After we'd walked a bit "downtown," we were sitting on a stoop by the side of the road for a moment and a guy came up and started talking to us who turned out to be the perfect former NRI -- which is what they call "non-resident Indians" here. Turns out that many, many Gujuratis -- most of whom seem to come from one giant very extended family that has the name Patel -- have emigrated abroad, to Britain, Canada, the States, etc. and at least in the U.S., they have absolutely monopolized the motel business -- about half of all U.S. chain motels are now owned by Patels. With a little prodding from us, this guy seemed happy to tell us his life story, which began with his going to New Jersey in his early twenties with $10 in his pocket to live with a sister (he is one of nine children). He had already gotten a B.A. and M.A. in chemistry here in India, and after a little while he got a job with the NYC Police Dept. forensics unit, which seemed pretty good to me. But apparently most Patels are incurably entrepreneurial, so he wanted to go into business, and the only business he had saved up enough to afford at that point was a dry cleaners, so he went to dry cleaning school (who even knew there was such a thing?) and bought a shop. With his wife working there while he continued at the NYPD, they were able to save up enough to buy their first motel, in Pennsylvania, and he gradually traded up through various intermediate motels in West Virginia, among other places, until now they own a 7 1/2 million dollar motel in San Antonio, TX. Not only that, but he's now come back to Ahmedabad to live (although occasionally flying over to the U.S. to attend to motel business) in a spiritual community run by someone called Da Da Bhagwan (or, at least, that's the website: dadabhagwan.org). Check out the website -- it's a very elaborate venture. In fact, I wouldn't be the least surprised if there's a group of devotees of this guy in Northampton and Amherst.
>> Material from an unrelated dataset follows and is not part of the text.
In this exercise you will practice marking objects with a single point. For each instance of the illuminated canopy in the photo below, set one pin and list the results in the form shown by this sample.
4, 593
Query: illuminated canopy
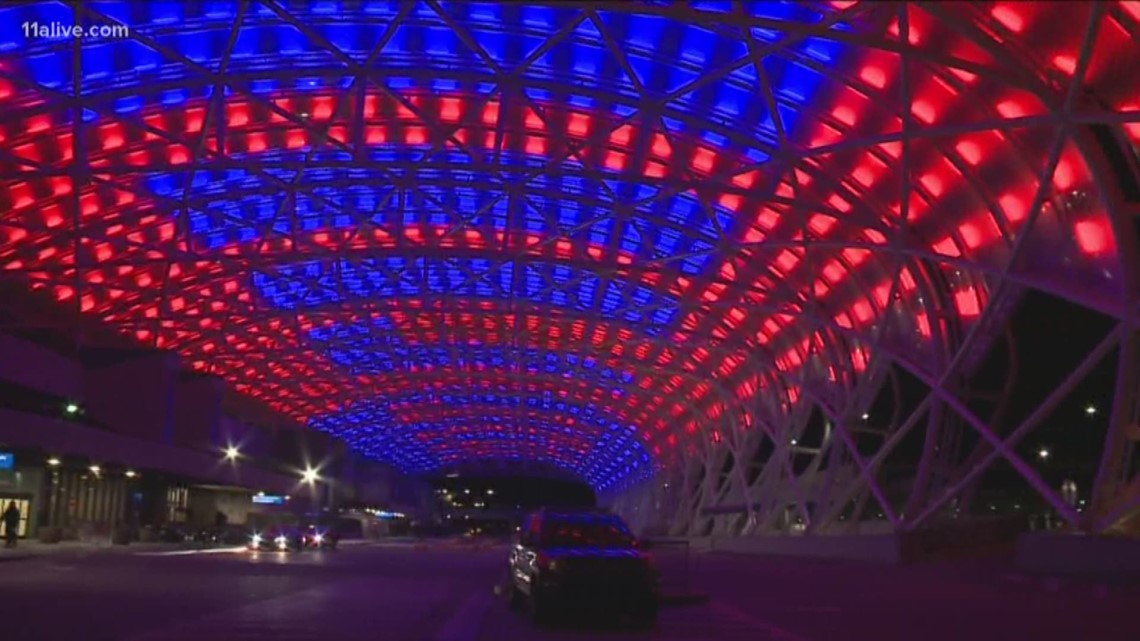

He talked to us at some length about his spiritual beliefs -- certainly, though subtlely, in a proselytizing mode -- which is the second time in the less than two weeks we've been in India that we've been plunged deeply into spiritual discussion by a total stranger -- the first being in our guest house in Delhi, when the Indian man in the next room introduced himself over breakfast as a student of metaphysics and proceeded to elaborate an abstruse philosophy of life which I've, perhaps fortunately, mostly forgotten. I'm pretty sure proper breathing and reincarnation were both a part of it, but beyond that I can't say.
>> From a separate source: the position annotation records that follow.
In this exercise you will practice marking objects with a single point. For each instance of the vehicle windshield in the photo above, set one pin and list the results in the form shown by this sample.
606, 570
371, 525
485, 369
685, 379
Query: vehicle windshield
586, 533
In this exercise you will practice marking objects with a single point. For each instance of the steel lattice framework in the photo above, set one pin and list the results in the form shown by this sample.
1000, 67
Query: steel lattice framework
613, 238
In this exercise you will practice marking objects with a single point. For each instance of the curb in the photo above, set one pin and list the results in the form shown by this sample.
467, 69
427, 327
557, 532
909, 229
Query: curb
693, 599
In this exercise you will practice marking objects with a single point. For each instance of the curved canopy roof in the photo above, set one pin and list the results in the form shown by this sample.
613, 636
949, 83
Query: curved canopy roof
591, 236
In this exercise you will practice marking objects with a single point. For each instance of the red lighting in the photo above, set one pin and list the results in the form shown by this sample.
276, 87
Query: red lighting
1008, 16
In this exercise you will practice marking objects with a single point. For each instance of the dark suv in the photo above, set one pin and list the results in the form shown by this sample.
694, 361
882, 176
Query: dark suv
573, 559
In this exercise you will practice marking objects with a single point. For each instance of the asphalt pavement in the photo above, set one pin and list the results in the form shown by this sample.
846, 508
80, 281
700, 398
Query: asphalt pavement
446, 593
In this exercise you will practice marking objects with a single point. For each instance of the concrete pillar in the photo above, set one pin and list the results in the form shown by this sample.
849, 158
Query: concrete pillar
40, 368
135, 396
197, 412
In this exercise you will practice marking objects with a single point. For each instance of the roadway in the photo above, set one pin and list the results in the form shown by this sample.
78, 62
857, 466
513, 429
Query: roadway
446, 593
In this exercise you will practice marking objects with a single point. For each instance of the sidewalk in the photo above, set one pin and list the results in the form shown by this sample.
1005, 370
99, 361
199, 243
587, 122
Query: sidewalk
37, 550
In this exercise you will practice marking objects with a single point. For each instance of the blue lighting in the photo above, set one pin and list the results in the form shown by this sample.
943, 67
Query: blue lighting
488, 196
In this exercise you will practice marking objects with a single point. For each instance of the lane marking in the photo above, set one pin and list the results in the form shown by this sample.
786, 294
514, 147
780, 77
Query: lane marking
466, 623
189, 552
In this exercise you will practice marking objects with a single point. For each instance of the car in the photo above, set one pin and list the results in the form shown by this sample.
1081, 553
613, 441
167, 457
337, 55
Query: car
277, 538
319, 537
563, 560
On a more secular note, we spent some time this afternoon meeting one of the new faculty members that Vivek has hired since he came here, a very friendly and interesting guy from Kerala who teaches "Cooperative Movements," among other courses. He's involved in a research project with people from around the world, coordinated by someone from the U. of Minnesota, that's looking at comparative government responses to global warming, so we had lots to talk about. His wife is also about to have their first child (he's young -- maybe thirtyish?), in late February, and he told me she had just left for her parents' home in Kerala, where she will be for and after the birth for about three months in total. This, I gather, is completely typical -- clearly the extended family is alive and well here in a way that is long gone for most people in the U.S. Ariel, Rebecca, and Tova -- if you are reading this -- beware! If and when your time comes to have children, perhaps your moms will scoop you up for months at a time as well!